Les premières fois
sont excitantes, effrayantes, passionnantes. Parfois décevantes. Territoire
inexploré, on se prend pour Christophe Colomb. Les caravelles en moins,
peut-être.
S’il est une
première fois dont je ne me laisse jamais – aussi paradoxale que puisse
paraître cette affirmation – c’est bien la découverte d’un nouveau lieu de vie.
Les escaliers de votre peut-être futur appartement, la ligne de bus qui vous
permettra de rentrer chez vous les six prochains mois, la boulangerie à l’angle
qui vend les meilleurs pains au chocolat du quartier, le petit raccourci pour
aller en cours que vous ne découvrirez que dans quelques semaines. Des lieux
qui vont devenir familiers à force d’être fréquentés, mais qui ne sont pour le
moment que des impressions, des sensations en bataille, des découvertes.

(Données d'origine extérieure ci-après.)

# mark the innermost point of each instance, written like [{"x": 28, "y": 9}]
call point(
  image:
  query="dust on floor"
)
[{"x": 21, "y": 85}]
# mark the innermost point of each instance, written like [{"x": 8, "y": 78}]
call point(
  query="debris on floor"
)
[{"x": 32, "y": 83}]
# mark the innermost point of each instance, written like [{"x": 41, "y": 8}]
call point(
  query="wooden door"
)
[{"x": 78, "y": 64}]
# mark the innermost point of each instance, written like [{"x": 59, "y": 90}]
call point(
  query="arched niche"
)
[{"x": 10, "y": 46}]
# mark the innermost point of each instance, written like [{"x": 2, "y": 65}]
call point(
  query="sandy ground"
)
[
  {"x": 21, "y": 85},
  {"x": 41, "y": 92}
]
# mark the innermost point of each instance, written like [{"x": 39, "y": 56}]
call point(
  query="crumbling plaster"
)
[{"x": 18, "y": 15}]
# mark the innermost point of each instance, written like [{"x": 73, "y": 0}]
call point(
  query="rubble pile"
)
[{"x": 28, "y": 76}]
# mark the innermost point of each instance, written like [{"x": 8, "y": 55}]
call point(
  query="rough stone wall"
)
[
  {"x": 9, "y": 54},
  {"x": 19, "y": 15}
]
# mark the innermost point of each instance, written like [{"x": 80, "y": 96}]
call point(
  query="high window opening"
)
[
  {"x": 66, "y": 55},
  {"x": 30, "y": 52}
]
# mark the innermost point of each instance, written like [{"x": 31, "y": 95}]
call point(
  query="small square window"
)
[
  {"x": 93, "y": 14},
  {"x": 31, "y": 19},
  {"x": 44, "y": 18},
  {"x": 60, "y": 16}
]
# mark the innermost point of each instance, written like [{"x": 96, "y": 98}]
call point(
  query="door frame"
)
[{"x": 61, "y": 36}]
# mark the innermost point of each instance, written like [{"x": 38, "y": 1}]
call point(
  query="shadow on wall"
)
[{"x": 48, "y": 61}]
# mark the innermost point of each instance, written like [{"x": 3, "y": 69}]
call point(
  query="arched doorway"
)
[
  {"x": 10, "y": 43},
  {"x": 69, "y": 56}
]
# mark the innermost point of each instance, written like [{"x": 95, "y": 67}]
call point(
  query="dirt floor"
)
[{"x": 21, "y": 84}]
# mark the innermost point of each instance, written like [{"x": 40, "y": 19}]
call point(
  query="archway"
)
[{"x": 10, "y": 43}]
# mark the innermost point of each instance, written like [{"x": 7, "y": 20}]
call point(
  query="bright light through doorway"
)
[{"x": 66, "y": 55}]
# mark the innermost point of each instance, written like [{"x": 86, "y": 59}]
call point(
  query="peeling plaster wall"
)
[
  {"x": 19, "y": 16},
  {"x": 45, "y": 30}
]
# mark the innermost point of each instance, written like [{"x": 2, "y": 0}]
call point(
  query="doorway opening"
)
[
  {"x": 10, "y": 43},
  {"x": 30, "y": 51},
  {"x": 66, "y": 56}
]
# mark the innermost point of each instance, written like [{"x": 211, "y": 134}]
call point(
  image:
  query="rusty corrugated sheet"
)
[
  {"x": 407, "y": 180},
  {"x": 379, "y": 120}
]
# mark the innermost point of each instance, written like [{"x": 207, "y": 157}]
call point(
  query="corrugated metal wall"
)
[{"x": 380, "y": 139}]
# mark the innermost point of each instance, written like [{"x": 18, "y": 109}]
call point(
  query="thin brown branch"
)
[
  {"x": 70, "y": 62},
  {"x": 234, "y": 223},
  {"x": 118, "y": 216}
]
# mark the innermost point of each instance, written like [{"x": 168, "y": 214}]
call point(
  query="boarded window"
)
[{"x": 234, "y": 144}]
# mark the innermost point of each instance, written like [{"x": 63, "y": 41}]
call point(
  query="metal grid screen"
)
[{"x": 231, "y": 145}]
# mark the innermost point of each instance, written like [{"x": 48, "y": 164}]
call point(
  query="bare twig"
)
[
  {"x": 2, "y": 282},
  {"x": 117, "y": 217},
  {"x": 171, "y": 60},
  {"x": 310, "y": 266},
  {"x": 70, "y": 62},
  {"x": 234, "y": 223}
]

From Bargarh Mor with love. |
La route de Bargarh
Mor est de ces lieux. De ces endroits qu’il faut avoir fréquenté
quotidiennement pour en percevoir les détails. Quand je suis arrivée, bien trop
blanche avec un sac à dos bien trop gros, je n’ai vu qu’un énième croisement à
l’indienne. Deux routes poussiéreuses, quelques étals de fruit et des échoppes
pour acheter du pan, un chai et trois samosas veg’. J’étais tellement submergée
par ces nouvelles sensations, agrippée au siège derrière Alexis, qu’entretenir
une conversation relevait de l’impossible. Je ne voyais qu’un plan large. Et
flou.
Et puis, à force
d’emprunter la route pour prendre le bus d’Allahabad ou de Chitrakoot, à force
d’aller à Paranubaba ou se rendre à Schankargard, j’ai enfin pu les voir, ces
détails. Du lever au coucher du soleil, au petit matin ou en pleine nuit, les
yeux rivés sur druethara, assise
derrière Ramesh ou écrasée entre Jen et Chotu pour ne pas avoir froid, dans le
4x4, en moto ou à rickshaw, j’ai appris à connaître la route de Bargarh Mor. La
grande maison jaune à l’angle, le tas de brique qui me fait toujours penser à
une grosse tortue, le champs inexplicablement parsemé de vieux essieux de moto,
le passage à niveau qu’on ne doit respecter qu’en rickshaw, la station Indian
Oil, le chemin ombragé qui mène à l’office des forêts, autant de balises sur
cette route qui nous ramenait chez nous.
Depuis quelques
jours, je découvre une nouvelle route. Qui passe par la pyramide du Louvres,
l’Opéra Garnier et les avenues parisiennes. Une route qui me mène aux
ascenseurs dorés des Galeries, avant de s’achever devant le poste 8732 et mes
post-it colorés. Une nouvelle aventure qui s’annonce.